Several related family units comprise an exogamous idumu, commonly described as a ward or quarter of a village. The members of the idumu (or several idumu) consider themselves to be an egbele, a kin group whose members are all descended from a common ancestor. A number of idumu from different patrilineages constitute a village, which in turn is joined by up to twenty other villages to create an Ishan kingdom. An idumu has its own Odionwele, at the head of a council of elders who meet to settle issues which are minor and affect only the immediate quarter. The Odionwele of a village, however, supercedes that of an idumu, and the Odionwele of the entire kingdom is potentially a powerful leader of all the common people.

Social and Political Organization Conclusion

Esan socio-political organization reflects several important principles of interest to this work. The first is that the monarchy imposed upon Esan communities by Benin in the fifteenth century and maintained over the centuries forms a sharp contrast to more democratic village authority structures which are based on age, access to the ancestors by the elders and family heads, and individual achievement. In particular, the Otu system offers men a great deal of control over local concerns, and serves as a counterbalance to the authority of the Onojie. Okojie claims (1960: 71) that the Inotu, or special forces of the Ighene age grade, was a unified body which was almost as powerful as the Onojie. Esan history records the ouster of tyrannical Enijie by subjects who had suffered under their atrocities; in the mid-nineteenth century, for example, Ikeakhe of Ekpoma was routed (Okojie 1960: 201), and the people of  Opoji forced Onojie Okhinan into exile (Butcher 1935e: 11; Okojie 1960: 178).

A second principle of concern here is that while the Otu system incorporates all men of the village, promotion to Odion and sometimes also to the Ighene age grade often requires proof of the ability of a candidate to propagate his lineage and establish his parents among the ancestors, as well as his willingness to redistribute wealth through feasts and ceremonies such as irhuen. In effect, the Esan Otu system combines features of both age grades and voluntary title organizations. Within the junior Otu, a man has ample opportunities for demonstrating individual leadership by becoming the head of his age set, serving the elders as a messenger or divider of fees, excelling in tests of physical strength, etc. In some cases, a man is eligible for advanced promotion to the next grade based on his achieved status.
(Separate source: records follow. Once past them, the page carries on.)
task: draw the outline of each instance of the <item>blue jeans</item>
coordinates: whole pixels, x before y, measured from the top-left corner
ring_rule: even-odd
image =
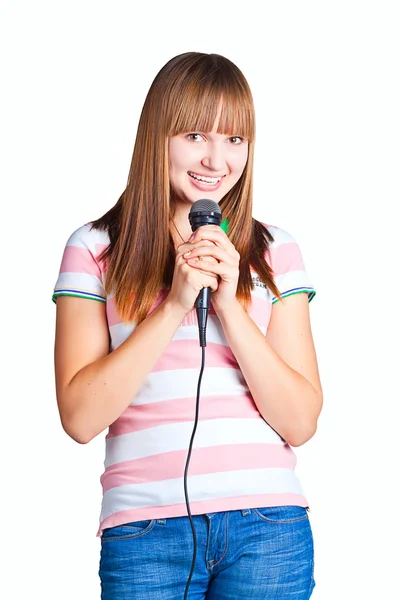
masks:
[[[270,506],[193,515],[188,600],[308,600],[315,586],[307,510]],[[183,600],[193,558],[188,516],[134,521],[101,537],[102,600]]]

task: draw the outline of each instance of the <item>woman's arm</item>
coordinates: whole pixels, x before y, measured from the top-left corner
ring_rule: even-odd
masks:
[[[217,314],[263,418],[291,446],[304,444],[322,408],[307,294],[273,304],[265,337],[239,302]]]
[[[187,311],[160,304],[109,354],[105,303],[57,299],[55,376],[64,430],[86,444],[124,412]]]

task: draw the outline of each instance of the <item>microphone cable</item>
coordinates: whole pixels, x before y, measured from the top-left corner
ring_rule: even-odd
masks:
[[[183,478],[183,485],[184,485],[184,489],[185,489],[185,501],[186,501],[186,507],[187,507],[187,511],[188,511],[188,515],[189,515],[190,525],[192,527],[193,546],[194,546],[194,548],[193,548],[192,567],[190,569],[190,575],[189,575],[189,578],[188,578],[188,581],[187,581],[187,584],[186,584],[184,600],[187,600],[187,594],[188,594],[190,582],[191,582],[191,579],[192,579],[192,576],[193,576],[194,566],[195,566],[195,563],[196,563],[196,555],[197,555],[196,531],[195,531],[194,523],[193,523],[193,520],[192,520],[192,514],[190,512],[189,496],[188,496],[188,491],[187,491],[187,472],[188,472],[190,457],[191,457],[191,454],[192,454],[193,439],[194,439],[194,436],[195,436],[195,433],[196,433],[197,422],[198,422],[198,417],[199,417],[200,384],[201,384],[201,379],[202,379],[203,371],[204,371],[205,355],[206,355],[206,349],[205,349],[204,346],[202,346],[201,347],[201,368],[200,368],[200,374],[199,374],[199,381],[198,381],[198,384],[197,384],[196,415],[195,415],[195,419],[194,419],[194,427],[193,427],[192,437],[190,438],[189,451],[188,451],[188,456],[187,456],[186,466],[185,466],[185,475],[184,475],[184,478]]]
[[[216,202],[214,202],[213,200],[207,200],[207,199],[197,200],[192,205],[192,208],[190,209],[189,221],[190,221],[190,224],[192,227],[192,231],[196,231],[202,225],[213,224],[213,225],[220,225],[222,227],[222,229],[225,231],[225,233],[227,233],[228,222],[225,219],[225,221],[223,221],[223,223],[221,224],[221,219],[222,219],[222,215],[221,215],[220,208],[219,208],[218,204]],[[200,373],[199,373],[199,380],[198,380],[198,384],[197,384],[196,413],[195,413],[195,419],[194,419],[194,427],[193,427],[193,431],[192,431],[192,436],[190,438],[188,456],[186,459],[185,473],[184,473],[184,477],[183,477],[186,508],[187,508],[187,512],[189,515],[190,526],[192,528],[192,534],[193,534],[193,559],[192,559],[192,566],[190,569],[189,578],[186,583],[184,600],[187,600],[187,595],[188,595],[188,591],[189,591],[190,582],[192,580],[194,567],[196,564],[196,555],[197,555],[196,530],[194,527],[192,514],[190,512],[189,495],[188,495],[188,491],[187,491],[187,473],[188,473],[188,468],[189,468],[190,457],[192,455],[193,440],[194,440],[194,436],[196,433],[198,418],[199,418],[200,384],[201,384],[201,380],[203,377],[204,364],[205,364],[205,347],[207,345],[206,327],[207,327],[208,310],[210,308],[210,301],[211,301],[211,288],[203,288],[200,291],[200,293],[196,299],[196,302],[195,302],[196,313],[197,313],[197,322],[198,322],[198,327],[199,327],[199,341],[200,341],[200,347],[201,347],[201,367],[200,367]]]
The art of Esan is different in character depending on whether it is made for royal and chiefly patrons, or for use within the village structures. As we shall see, the arts of the elites are elaborate and concerned with the perpetuation of power through displays of strength. On the other hand, the arts of the common people are often rough-hewn and simple expressions of ancestral devotion, familial solidarity, or age-based and achieved status.